- Developer: Softstar Technology (Shanghai) Co., Ltd.
- Publisher: Softstar Entertainment Inc.
- Series: The Legend of Sword and Fairy series
- Platform: Microsoft Windows
- Release: 1 August 2007 (Taiwan) 1 August 2007 (China Mainland)
- Genre: Role-playing video game
- Mode: Single player

= The Legend of Sword and Fairy 4 =

2007 video game

The Legend of Sword and Fairy 4 (仙劍奇俠傳四 (仙剑奇侠传四, Xiānjiàn Qíxiá Zhuàn Sì)), also known as Sword and Fairy 4 (仙劍四) or Chinese Paladin 4, is a xianxia-themed fantasy adventure role-playing video game developed by Taiwanese game company Softstar Entertainment's Shanghai subsidiary and released in 2007. It is the fifth installment in The Legend of Sword and Fairy video game series, and serves as an independent prequel to the third game.

==Plot==
Yun Tianhe (雲天河), a young man who had been living alone on a mountain peak, was on a regular boar hunting trip when he came across the young woman Han Lingsha (韓菱紗), from a clan of short-lived tomb raiders, attempting to break into his parents' tomb, culminating in the destruction of the tomb, and setting him on a journey alongside Lingsha to the outside world to uncover his parents' past.

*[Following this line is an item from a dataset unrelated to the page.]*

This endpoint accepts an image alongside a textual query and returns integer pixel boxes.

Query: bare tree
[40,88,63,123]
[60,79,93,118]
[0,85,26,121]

On the journey, they encountered and befriended the adopted daughter of the magistrate of Shouyang, Liu Mengli (柳梦璃), who seemed to have connections to Tianhe's father, and a skilled and kind swordmaster who trained at Mt. Kunlun's Qionghua School since a young age, Murong Ziying (慕容紫英).

==Characters==
The names of four playable characters in The Legend of Sword and Fairy 4 came from mineral ores.

=== Yun Tianhe ===
Yun Tianhe (雲天河), who lives alone in the mountains after his parents' death, and knows nothing about the outside world. He decided to go on an adventure after coming across Han Lingsha in his parents' tomb, in order to know about his parents' past, and in the hope of becoming a sword master. He later joined in the Qionghua School with Lingsha, where his parents met and trained two decades ago. Going through all kinds of afflictions after leaving home, Tianhe never change his mind that he can conquer fate and live a life on his own choice. In the end, Tianhe fulfilled his dream, but paid the price of losing sight. The name Tianhe comes from amazonite.

=== Han Lingsha ===
Han Lingsha (韓菱紗) came from a clan living on tomb raiding for generations. She is good at geomancy and break barriers in the tomb. Due to her clan's disturbing the dead, the ghosts were infuriated, which led to the Han people's being short-lived. Thus, Lingsha went on the adventure for finding ways to live longer. She came across Tianhe in his parents' tomb, and persuaded him to go on the journey together. The name Lingsha comes from cinnabar.

=== Liu Mengli ===
Liu Mengli (柳夢璃) is the adopted daughter of the magistrate of Shouyang, whose true identity is the demon king's daughter. Nineteen years ago, She was seriously injured in the war between the Qionghua School and the demon world, and was rescued by Tianhe's father. Later, she was sent to a county magistrate's home, and was raised up there as a human child. To know about the true identity of herself, Mengli joined Tianhe and Lingsha's journey. The name Mengli comes from lapis lazuli.

=== Murong Ziying ===
Murong Ziying (慕容紫英) is the descendant of Yan's royal family. He was a sickly child, so his parents sent him to the Qionghua School to be healthy. Learning sword art at an early age and being intelligent, Ziying became a skilled sword master. He is good at casting sword, and also value maintenance of swords. The name Ziying comes from amethyst.

== Remake ==
On December 18, 2024, an official promotional video was released for The Legend of Sword and Fairy 4 Remake, with announcement that it will be made with Unreal Engine 5 by the restructured Shanghai subsidiary UP Software (a word play of "Shanghai Softstar"). A year later on December 29, 2025, a second promotional video was released showing more details on character rendering, open world-like adventure gameplay and an Expedition 33-style turn-based combat system with quick time event mechanism for evading, parrying and countering attacks.